File-based persistence: long-term information (project conventions, design decisions, to-do lists) gets written to CLAUDE.md rather than accumulating in the conversation. CLAUDE.md loads at session start into the bp3 region — stable, cached, and invisible to context growth.

Output pagination: the Read tool has a built-in token limit (~2000 lines). Long files use offset/limit parameters. Large command outputs get truncated with head/tail. Anything that goes into the conversation as a tool result stays in the history forever until compaction — keeping those results short delays the compaction point significantly.

Summary of Anti-Compaction Techniques

Mechanism Purpose Cache Effect
Task tool Isolates exploration in sub-agents Large token counts never enter main context
CLAUDE.md Persists project knowledge across sessions Loads into stable bp3 cache
Read tool pagination Limits single large outputs Slows context growth
Auto-compact at 95% Delays compaction to maximize amortization One write investment covers more turns
Preserve last N turns Keeps model continuity after compaction Those turns stay cache-hot until next compact
1-hour TTL on summary Protects compaction write investment Survives user pauses without re-write cost

Conclusion

Claude Code’s caching design is not an add-on — it is built into the architecture of every single API call. The four-breakpoint layout matches the natural stability hierarchy of prompt content: system instructions and tool definitions almost never change, environment context is session-stable, and only the conversation tail evolves turn by turn.

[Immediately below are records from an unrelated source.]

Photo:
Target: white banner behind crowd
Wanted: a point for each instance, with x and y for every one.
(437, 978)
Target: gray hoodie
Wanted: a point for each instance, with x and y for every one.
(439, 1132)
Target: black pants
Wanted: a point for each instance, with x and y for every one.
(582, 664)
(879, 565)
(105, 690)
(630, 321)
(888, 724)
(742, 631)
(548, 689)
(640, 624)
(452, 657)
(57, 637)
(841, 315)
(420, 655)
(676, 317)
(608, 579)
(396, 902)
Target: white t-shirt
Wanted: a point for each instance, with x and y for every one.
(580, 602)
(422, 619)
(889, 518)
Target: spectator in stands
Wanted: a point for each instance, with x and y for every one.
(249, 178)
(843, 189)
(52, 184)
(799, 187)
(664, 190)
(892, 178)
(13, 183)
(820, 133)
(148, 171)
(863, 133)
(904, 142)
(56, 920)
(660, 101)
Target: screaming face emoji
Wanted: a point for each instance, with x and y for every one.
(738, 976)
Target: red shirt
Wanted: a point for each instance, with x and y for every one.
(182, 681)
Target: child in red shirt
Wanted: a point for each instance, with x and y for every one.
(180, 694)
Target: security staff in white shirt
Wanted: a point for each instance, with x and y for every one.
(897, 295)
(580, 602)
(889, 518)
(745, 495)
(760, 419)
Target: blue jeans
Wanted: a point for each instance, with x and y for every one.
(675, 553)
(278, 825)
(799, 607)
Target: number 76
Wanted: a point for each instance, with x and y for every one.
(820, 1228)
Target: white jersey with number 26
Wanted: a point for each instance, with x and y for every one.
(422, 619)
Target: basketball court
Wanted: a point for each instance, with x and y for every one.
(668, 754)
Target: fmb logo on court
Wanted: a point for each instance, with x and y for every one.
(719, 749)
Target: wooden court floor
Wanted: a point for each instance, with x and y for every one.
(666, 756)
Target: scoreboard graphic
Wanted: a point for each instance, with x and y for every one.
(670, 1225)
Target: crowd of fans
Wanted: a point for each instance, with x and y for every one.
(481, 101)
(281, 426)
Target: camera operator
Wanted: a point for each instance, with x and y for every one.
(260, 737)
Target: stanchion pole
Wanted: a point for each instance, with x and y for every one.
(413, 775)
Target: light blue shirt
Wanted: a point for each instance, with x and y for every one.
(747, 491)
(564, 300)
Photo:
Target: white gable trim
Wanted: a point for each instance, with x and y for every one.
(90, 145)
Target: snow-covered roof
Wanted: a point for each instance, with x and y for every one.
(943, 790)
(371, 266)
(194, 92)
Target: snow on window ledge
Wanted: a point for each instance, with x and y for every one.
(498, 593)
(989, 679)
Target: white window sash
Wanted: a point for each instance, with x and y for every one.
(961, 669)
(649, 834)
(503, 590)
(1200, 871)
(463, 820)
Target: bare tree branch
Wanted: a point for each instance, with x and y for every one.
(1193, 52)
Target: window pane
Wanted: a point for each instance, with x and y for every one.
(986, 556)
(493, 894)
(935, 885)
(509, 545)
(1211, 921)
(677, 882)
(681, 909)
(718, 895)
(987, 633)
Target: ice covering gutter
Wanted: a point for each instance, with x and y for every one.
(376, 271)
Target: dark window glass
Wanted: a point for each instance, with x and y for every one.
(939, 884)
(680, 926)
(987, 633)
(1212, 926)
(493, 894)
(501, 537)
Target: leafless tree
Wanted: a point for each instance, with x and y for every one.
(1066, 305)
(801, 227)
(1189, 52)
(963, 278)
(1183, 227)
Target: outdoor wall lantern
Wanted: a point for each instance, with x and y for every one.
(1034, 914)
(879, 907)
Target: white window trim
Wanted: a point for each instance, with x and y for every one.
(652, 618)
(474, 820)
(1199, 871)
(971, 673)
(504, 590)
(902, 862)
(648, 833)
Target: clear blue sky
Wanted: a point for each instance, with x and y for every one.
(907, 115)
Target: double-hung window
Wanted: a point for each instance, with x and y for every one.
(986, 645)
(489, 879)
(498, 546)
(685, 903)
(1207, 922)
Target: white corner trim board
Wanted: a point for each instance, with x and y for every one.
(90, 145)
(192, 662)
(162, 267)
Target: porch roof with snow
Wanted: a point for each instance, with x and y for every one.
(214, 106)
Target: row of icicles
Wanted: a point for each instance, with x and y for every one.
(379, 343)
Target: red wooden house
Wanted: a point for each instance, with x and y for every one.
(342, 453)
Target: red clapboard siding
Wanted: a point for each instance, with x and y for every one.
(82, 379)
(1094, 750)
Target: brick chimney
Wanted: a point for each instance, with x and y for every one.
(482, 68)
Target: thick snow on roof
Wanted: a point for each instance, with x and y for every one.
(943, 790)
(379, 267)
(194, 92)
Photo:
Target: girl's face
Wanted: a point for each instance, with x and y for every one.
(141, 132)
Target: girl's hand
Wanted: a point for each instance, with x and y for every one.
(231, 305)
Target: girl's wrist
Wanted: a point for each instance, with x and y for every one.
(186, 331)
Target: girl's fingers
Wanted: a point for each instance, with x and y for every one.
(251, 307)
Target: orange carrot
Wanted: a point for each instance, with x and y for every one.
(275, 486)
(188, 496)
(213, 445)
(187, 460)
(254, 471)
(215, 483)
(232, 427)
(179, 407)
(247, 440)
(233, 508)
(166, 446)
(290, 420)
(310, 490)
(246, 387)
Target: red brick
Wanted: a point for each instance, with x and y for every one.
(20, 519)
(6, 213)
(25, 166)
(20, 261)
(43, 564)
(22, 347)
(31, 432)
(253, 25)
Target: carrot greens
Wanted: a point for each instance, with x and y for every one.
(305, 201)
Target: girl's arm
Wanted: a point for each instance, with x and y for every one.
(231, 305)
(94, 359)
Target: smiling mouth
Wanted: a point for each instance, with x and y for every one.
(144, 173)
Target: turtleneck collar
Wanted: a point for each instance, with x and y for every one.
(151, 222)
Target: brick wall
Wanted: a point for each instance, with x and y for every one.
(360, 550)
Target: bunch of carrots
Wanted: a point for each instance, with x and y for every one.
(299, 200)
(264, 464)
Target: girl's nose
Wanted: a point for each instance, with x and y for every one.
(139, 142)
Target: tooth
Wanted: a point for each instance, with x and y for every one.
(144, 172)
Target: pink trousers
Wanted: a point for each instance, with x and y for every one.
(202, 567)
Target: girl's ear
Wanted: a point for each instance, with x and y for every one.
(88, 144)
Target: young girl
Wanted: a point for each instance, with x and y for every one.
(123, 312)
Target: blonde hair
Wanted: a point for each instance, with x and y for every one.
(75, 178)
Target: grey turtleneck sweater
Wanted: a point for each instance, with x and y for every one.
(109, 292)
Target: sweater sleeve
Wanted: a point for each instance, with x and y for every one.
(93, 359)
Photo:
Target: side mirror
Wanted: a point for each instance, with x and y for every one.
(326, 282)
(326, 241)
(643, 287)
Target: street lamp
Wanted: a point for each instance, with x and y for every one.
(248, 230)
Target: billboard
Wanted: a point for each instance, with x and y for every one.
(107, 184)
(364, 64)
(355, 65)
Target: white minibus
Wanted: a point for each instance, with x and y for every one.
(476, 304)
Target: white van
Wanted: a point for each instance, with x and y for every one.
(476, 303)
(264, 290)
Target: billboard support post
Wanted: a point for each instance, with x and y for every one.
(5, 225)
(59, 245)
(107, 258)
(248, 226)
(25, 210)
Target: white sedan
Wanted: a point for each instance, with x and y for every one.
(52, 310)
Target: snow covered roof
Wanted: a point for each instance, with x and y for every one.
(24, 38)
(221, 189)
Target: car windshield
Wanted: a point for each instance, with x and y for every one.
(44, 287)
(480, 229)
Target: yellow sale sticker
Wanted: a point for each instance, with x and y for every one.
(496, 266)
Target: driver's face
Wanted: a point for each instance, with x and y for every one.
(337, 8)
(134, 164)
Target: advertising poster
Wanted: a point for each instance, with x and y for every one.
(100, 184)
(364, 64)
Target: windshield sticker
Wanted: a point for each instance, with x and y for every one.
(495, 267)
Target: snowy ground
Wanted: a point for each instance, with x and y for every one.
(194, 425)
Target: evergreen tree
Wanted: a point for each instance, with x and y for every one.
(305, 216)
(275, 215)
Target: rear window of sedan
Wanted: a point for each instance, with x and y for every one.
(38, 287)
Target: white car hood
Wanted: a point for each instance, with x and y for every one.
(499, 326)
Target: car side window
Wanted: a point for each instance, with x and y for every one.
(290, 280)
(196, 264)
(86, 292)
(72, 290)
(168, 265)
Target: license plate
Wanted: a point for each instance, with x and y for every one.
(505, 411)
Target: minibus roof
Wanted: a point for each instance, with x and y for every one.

This structure, combined with cumulative prefix caching, is why long sessions can sustain 80–90% cache hit rates and why switching to a cheaper model without this structure yields much smaller savings than the raw token price suggests.

The context compaction story is equally deliberate. By delaying compaction to near the context limit, keeping the recent tail verbatim, giving the summary its own dedicated cache_control block, and routing heavy exploration through sub-agents via the Task tool, Claude Code keeps the cache hit rate from collapsing even as sessions run for hours.

For anyone building their own agents: the Task tool pattern — delegating exploratory subtasks to isolated sub-agents whose results come back as short summaries — is the single most effective technique to borrow. It simultaneously prevents context growth, preserves cache hit rate for the main agent, and produces cleaner conversation history.